As tarifas de Trump abrem possibilidades para o Brasil

As relações do Brasil com os Estados Unidos tendem a observar uma piora significativa a partir da posse de Donald Trump. E não apenas do presidente Lula ou de seu governo com o republicano e seu governo, mas também da própria burguesia nacional brasileira com a norte-americana.

A balança comercial de Brasília com Washington (nosso segundo maior parceiro comercial) é deficitária. Entre janeiro e novembro, nossas exportações alcançaram o valor de R$ 221,26 bilhões (US$ 36,57 bilhões), enquanto as importações chegaram a R$ 226 bilhões (US$ 37,36 bilhões). Tivemos um prejuízo de R$ 4,8 bilhões (US$ 790 milhões).

Até a implantação e consolidação do regime neoliberal no Brasil, na década de 1990, o comércio com os Estados Unidos havia sido superavitário. Porém, a partir de 1995 passamos a importar mais e exportar menos aos norte-americanos, sendo o comércio deficitário entre 1995 e 1999, no auge das privatizações e entrega das grandes propriedades nacionais ao capital estrangeiro. Em 2000 a balança voltou a ser positiva, mas a partir de 2009 – e desde então, ou seja, há 15 anos – tivemos novamente déficit atrás de déficit comercial com os EUA. O nosso déficit acumulado, nesses últimos 15 anos, é de R$ 231,4 bilhões (US$ 67,9 bilhões).

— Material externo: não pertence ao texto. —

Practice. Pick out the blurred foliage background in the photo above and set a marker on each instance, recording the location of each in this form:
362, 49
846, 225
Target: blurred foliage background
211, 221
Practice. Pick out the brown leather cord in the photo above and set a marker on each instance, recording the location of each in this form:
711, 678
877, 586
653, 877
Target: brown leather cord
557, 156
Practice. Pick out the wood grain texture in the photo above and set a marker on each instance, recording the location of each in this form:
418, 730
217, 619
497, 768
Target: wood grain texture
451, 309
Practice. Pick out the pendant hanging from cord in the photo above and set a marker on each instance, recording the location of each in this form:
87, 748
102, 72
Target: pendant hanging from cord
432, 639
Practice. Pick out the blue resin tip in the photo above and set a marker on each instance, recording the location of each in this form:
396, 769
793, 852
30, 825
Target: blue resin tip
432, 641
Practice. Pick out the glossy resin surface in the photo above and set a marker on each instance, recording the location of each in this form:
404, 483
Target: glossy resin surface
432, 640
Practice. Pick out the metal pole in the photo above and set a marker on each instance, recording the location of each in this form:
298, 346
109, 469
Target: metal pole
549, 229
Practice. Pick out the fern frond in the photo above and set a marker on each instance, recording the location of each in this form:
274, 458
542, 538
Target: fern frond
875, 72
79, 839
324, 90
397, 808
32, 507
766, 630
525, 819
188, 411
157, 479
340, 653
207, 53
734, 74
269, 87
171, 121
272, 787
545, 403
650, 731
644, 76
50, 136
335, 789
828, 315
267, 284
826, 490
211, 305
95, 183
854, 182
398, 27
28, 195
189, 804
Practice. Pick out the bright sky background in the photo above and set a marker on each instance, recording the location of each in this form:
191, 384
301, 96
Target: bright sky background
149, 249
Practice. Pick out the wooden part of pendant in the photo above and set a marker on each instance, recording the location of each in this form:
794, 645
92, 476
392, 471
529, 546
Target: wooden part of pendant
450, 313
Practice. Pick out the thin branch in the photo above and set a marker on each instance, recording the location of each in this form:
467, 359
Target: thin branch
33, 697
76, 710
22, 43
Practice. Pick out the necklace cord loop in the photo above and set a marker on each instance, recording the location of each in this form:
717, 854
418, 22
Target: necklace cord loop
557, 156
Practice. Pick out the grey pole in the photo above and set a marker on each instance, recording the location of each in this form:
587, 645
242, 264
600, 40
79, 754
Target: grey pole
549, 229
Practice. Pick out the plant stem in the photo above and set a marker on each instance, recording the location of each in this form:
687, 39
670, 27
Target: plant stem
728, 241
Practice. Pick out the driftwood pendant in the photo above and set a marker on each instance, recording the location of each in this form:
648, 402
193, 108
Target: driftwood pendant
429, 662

A razão disso é que o caráter do comércio bilateral é, a rigor, semicolonial. Nesses últimos 15 anos, nós vendemos aos EUA basicamente petróleo bruto e combustíveis, produtos agrícolas e alimentícios para que depois os norte-americanos os refinassem e nos vendessem de volta, com um alto valor agregado, junto com adubos e fertilizantes. O que salva são as exportações de aeronaves e equipamentos de alta tecnologia, mas também compramos máquinas e equipamentos industriais. Para variar, como toda relação entre um país desenvolvido e um país atrasado, os EUA compram de nós, majoritariamente, commodities (de baixo valor agregado) e nos vendem manufaturados (de alto valor agregado).

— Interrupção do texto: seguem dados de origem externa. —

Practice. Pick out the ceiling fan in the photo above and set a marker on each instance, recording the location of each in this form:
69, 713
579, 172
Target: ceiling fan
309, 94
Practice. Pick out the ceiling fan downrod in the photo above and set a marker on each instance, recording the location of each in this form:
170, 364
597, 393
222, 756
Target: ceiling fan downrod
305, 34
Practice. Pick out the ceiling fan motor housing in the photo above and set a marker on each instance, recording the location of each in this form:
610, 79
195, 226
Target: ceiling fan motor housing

Trump vai manter essa tradição e já anunciou que quer aplicar tarifas contra produtos brasileiros. No dia 16 de dezembro, ele citou o Brasil nominalmente como exemplo de país que sofrerá novas taxas. “Quem nos taxar, taxaremos de volta”, disse. Mas os EUA já taxam uma série de produtos do Brasil. Em 2023, o valor de produtos brasileiros importados pelos EUA que ficaram sujeitos a sobretaxa de importações foi de US$ 233 milhões. E há uma pressão das grandes companhias siderúrgicas contra a revogação do direito antidumping sobre a importação de determinados tipos de aço brasileiros, feita no início de 2024 após 32 anos. Os EUA já são o país com mais medidas protecionistas contra o Brasil e, em 2018, Trump classificou nossas exportações de aço como uma “ameaça à segurança nacional dos EUA”.

Após ser eleito pela segunda vez presidente dos Estados Unidos, Trump também anunciou a intenção de impor tarifas de 100% aos produtos importados dos países do BRICS, caso eles concretizem as ideias de desdolarização de suas transações comerciais.

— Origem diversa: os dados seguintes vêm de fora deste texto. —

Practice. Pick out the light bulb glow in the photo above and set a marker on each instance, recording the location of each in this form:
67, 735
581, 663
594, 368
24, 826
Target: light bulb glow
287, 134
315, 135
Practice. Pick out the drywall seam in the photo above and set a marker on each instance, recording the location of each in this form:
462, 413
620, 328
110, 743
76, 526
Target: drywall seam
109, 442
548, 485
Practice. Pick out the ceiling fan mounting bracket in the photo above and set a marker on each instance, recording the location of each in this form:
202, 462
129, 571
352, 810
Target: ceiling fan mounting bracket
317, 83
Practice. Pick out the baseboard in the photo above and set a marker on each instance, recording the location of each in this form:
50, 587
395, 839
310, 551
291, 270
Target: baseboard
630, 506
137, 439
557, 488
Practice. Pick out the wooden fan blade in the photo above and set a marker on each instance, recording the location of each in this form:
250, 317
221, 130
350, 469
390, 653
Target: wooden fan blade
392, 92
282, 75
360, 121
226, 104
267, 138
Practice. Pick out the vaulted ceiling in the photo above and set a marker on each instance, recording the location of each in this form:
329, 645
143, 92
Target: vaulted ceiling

As ameaças de Trump, contudo, se aplicadas, poderiam ter resultados positivos para o Brasil. O governo brasileiro provavelmente retaliaria e imporia tarifas recíprocas às importações provenientes dos EUA. Além disso, o dólar valorizado em relação ao real encarece ainda mais as nossas importações. É uma chance de investir na produção doméstica e colocar efetivamente em prática o plano de reindustrialização de Lula, que ainda deixa muito a desejar e não pretende, de fato, reverter a destruição histórica da indústria nacional pela implantação do neoliberalismo – que segue sendo o pilar da estrutura econômica brasileira. O incentivo do Estado ao mercado interno também poderia contrabalançar as vantagens dos produtores locais em exportar com o dólar mais caro, para que comercializem mais dentro do Brasil e não aumentem os preços para os consumidores brasileiros.

Além disso, é uma chance para elevar o nível da diversificação das relações comerciais do Brasil. Os países BRICS são parceiros com os quais boa parte do comércio com os EUA, desigual há anos e afetado pelas medidas de Trump, poderia ser substituída. O Mercosul e os demais vizinhos também poderiam cumprir um papel importante nessa diversificação, bem como as nações asiáticas, levando em consideração que o porto de Chancay, no Peru, já está em funcionamento, e que ele poderia ser ligado por trem e rodovias com o porto de Santos. Se o acordo Mercosul-UE não tivesse o mesmo caráter das relações históricas com as potências capitalistas, também poderia servir ao Brasil para reduzir a dependência dos EUA. Analistas consultados pelos jornais brasileiros têm mesmo previsto que vários produtos que até agora são vendidos aos EUA deverão ser destinados à China e à Europa.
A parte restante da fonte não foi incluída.